Absolute distance metrics take care of that by simply measuring the two cliff surfaces against each other at the actual orientation of the cliff. That is, cliff walls are measured laterally and the cliff floor is measured vertically. I think it's a more reasonable way to measure error. One possible exception: for a landing area, we really want to know the vertical error, because we want the plane to touch pavement at just the right time. But since airplane landing areas tend to be flat, distance measurement becomes a vertical measurement anyway.
So there I am working with a void-filled SRTM DEM for KSBD. I have cranked the mesh to 500,000 points to measure the error (which is very low, btw...worst error 3m and standard deviation less than 15 cm.
But what are those horziontal lines of high density mesh?
I wasn't sure what those were, but they looked way too flat and regular. So I look at the original DEM and I saw this:
Ah - there are ridges in the actual DEM. Well that's weird. What the heck could that be?
This is a view with vector data - and there you go. Those are power lines.
The problem in particular is that SRTM data is "first return" - that is, it is a measurement of the first thing the radar bounces off of from space. Thus SRTM includes trees, some large buildings, sky scrapers, and all sorts of other gunk we might not want. A mesh in a flight simulator usually represents "the ground", but using first return data means that our ground is going to have a bump any time there is something fairly large on that ground. The higher the mesh res, and the lower the mesh error, the more of this real world 3-d coverage gets burned into the mesh.
So Do We Really Care About 5m DEMs?
The answer is actually yes, yes we do, but maybe not for the most obvious reasons.
The problem with raster DEMs (that is, an elevation as a 2-d grid of heights) is that it doesn't handle cliffs very well. A raster DEM cannot, by its very format, handle a truly vertical cliff. In fact, the maximum slope it can create is based on
arctan(cliff height / DEM spacing)Which is math to say: the tighter your DEM spacing, the higher the maximum slope we can represent for a given cliff at a certain height. Note that the total cliff height matters too, so even a crude 90m DEM like SRTM can represent a canyon if it's really huge**, but we need a very high res DEM to get shorter vertical surfaces.

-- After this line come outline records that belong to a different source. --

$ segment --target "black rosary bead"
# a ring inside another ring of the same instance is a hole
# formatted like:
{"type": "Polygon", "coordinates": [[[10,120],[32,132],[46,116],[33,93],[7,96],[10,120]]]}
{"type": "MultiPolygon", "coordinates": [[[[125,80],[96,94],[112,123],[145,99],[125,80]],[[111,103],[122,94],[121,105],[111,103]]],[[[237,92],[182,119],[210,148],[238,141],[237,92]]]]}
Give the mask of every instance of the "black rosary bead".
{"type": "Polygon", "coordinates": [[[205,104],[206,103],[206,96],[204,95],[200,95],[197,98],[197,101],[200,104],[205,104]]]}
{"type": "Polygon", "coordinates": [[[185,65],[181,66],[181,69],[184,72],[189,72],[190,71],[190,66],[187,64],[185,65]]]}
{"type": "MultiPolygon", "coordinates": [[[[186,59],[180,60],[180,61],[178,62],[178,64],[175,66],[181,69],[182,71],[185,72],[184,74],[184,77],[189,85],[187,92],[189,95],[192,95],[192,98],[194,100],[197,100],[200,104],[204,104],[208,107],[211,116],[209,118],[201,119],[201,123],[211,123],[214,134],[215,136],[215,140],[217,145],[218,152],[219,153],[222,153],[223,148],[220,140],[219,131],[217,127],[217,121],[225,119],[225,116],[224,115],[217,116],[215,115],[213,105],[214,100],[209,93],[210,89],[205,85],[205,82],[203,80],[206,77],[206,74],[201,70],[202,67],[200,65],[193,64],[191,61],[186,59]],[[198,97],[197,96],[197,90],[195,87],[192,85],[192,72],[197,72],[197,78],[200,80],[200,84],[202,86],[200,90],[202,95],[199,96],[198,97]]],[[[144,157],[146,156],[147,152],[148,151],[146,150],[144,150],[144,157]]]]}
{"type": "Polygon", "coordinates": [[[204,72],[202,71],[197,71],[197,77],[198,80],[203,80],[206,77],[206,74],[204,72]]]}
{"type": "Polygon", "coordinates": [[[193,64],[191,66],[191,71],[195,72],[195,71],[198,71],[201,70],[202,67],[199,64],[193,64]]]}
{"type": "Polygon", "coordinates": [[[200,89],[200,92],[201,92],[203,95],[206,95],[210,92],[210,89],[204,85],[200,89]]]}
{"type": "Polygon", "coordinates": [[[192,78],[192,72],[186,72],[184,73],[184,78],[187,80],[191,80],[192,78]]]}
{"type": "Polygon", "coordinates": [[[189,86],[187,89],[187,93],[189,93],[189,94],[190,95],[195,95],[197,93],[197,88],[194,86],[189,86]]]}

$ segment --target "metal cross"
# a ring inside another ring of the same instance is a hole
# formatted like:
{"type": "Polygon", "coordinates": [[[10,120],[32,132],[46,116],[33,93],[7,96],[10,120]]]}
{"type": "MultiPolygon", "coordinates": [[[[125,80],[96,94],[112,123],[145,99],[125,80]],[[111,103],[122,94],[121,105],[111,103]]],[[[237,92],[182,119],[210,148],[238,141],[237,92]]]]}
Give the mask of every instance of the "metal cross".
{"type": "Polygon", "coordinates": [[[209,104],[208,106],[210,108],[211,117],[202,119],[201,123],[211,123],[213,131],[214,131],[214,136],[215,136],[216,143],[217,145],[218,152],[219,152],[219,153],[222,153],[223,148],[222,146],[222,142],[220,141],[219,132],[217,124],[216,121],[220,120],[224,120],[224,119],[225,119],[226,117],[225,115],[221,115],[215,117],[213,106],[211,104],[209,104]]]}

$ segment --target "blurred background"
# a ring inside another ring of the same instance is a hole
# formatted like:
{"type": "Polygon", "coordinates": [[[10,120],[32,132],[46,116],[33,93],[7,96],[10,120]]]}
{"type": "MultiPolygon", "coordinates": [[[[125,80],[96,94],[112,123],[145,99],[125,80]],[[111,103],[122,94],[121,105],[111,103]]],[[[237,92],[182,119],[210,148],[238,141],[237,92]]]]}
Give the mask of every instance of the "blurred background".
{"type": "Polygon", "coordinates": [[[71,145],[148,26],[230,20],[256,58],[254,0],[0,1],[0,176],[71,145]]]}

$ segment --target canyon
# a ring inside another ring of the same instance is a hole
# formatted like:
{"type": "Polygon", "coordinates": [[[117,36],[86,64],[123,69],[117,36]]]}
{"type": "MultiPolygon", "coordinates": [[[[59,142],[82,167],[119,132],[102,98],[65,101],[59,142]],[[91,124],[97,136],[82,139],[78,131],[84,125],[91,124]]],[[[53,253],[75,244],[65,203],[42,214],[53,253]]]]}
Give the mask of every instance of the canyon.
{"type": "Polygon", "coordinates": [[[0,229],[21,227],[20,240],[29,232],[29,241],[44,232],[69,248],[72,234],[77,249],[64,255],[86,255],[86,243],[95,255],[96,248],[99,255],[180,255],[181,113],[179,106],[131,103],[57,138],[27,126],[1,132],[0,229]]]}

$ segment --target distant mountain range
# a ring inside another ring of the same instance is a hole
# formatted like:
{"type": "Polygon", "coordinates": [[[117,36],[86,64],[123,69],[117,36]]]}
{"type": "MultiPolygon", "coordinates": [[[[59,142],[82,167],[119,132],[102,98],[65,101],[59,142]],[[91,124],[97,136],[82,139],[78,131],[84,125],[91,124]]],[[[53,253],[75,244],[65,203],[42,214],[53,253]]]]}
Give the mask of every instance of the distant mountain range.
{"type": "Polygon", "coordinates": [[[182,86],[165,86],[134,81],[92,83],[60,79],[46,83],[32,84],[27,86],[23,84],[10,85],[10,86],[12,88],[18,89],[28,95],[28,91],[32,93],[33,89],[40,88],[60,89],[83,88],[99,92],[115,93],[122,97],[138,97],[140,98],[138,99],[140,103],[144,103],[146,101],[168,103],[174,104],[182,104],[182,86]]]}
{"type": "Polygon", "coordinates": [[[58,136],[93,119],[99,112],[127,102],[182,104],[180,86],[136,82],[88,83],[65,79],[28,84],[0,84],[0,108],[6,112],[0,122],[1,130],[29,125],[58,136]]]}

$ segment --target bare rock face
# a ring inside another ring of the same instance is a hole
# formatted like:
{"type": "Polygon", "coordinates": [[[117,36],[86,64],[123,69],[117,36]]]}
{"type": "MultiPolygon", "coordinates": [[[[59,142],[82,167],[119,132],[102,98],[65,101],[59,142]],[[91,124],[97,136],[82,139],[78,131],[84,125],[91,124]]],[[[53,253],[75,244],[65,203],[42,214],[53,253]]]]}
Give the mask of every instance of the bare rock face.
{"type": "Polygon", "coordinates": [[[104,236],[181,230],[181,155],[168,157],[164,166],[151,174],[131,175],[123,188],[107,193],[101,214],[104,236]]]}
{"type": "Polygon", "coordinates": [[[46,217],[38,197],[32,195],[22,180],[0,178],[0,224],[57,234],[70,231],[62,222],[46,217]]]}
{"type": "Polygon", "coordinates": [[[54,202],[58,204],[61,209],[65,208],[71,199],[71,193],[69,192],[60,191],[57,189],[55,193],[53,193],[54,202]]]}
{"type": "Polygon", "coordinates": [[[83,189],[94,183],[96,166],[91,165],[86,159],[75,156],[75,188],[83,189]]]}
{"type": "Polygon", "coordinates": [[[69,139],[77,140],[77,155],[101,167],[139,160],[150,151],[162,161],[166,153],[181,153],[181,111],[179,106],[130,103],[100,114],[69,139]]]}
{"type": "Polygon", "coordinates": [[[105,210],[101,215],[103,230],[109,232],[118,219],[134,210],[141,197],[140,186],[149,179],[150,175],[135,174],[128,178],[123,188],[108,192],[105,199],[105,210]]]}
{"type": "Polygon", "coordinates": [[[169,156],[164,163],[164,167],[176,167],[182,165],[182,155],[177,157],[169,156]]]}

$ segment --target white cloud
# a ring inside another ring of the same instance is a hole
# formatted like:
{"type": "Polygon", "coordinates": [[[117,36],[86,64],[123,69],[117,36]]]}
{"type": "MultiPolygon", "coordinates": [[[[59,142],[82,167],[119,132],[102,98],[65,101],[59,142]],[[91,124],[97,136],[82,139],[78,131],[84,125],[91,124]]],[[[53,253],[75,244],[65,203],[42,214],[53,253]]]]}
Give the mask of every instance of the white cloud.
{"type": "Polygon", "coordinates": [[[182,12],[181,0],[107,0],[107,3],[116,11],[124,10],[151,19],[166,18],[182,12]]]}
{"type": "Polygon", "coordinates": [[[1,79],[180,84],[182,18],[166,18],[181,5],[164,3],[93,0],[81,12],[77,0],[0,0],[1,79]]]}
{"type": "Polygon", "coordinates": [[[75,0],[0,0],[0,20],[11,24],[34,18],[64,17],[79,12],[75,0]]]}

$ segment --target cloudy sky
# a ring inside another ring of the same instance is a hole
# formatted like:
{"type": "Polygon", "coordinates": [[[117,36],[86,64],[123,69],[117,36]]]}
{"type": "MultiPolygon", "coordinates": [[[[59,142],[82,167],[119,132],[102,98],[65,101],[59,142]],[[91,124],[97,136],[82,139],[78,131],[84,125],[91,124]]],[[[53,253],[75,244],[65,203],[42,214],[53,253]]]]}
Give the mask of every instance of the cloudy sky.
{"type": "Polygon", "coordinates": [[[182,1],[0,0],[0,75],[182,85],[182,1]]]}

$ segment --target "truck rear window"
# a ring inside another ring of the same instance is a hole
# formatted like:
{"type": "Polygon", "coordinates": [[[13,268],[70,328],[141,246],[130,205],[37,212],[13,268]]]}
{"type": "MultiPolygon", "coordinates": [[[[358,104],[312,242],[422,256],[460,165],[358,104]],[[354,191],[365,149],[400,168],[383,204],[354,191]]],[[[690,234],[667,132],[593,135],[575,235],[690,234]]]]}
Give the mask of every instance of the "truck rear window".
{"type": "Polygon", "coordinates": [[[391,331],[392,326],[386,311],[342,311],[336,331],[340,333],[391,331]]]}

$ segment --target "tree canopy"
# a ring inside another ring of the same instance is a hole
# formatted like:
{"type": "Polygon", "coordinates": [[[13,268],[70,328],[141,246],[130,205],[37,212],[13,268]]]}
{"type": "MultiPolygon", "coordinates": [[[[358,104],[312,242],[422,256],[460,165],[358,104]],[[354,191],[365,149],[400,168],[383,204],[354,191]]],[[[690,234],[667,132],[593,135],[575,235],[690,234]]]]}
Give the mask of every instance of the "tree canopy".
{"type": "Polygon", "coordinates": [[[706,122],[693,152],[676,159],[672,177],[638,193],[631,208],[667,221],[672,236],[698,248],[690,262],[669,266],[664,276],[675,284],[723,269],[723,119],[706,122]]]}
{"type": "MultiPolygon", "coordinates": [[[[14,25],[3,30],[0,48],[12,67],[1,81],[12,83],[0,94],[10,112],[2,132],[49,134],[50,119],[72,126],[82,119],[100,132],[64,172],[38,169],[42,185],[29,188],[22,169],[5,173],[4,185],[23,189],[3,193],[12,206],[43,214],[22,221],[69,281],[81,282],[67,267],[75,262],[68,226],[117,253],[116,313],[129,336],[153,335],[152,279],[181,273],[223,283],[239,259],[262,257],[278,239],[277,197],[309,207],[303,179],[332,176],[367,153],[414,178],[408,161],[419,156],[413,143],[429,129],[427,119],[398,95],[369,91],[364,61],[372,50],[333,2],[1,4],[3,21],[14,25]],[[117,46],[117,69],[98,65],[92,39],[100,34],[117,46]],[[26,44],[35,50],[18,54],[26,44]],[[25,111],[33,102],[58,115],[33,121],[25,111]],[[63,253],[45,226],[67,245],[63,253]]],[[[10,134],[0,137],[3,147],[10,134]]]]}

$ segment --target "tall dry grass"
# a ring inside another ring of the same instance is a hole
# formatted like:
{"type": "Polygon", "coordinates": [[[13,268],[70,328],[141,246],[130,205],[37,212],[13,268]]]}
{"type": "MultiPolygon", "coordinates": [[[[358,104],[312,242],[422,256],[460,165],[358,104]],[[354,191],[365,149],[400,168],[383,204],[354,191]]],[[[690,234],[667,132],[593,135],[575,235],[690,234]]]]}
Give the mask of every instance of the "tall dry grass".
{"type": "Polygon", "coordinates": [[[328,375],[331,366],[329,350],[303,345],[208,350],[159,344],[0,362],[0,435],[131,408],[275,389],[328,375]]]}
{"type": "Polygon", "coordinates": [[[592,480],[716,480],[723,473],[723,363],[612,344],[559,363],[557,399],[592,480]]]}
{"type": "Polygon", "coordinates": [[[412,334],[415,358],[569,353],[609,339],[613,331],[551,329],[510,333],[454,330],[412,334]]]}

So the moderated version of my rant goes something like this:
- High res DEMs input DEMs are necessary to represent small terrain features that are steep if we are using raster DEMs.
- High res meshes are not necessary - we only need res for part of the mesh where it counts.
- Let's not use mesh res to represent 3-d on the ground, only the ground itself.
The meshing data format inside MeshTool could probably be made to work with contours, but I haven't seen anyone with high quality contour data yet. We'll probably support such a feature some day.
* Really this should be "the additional error", because when you get a DEM, it already has error - that is, the technique for creating the DEM will have some error vs. the real world. For example, if I remember right (and I probably do not) 90% of SRTM data points fall within 8m vertically of the real world values. So add MeshTool and you might be increasing the error from 8m to 9-10m, that is, a 12-25% increase in error.
** For the SRTM this might be a moot point - the SRTM has a maximum cliff slope in certain directions defined by the relationship between the shuttle's orbit and the latitude of the area being scanned. The maximum cliff at any point in the SRTM is 70 degrees, which can be represented by a 247 m cliff using a pair of 90m posts.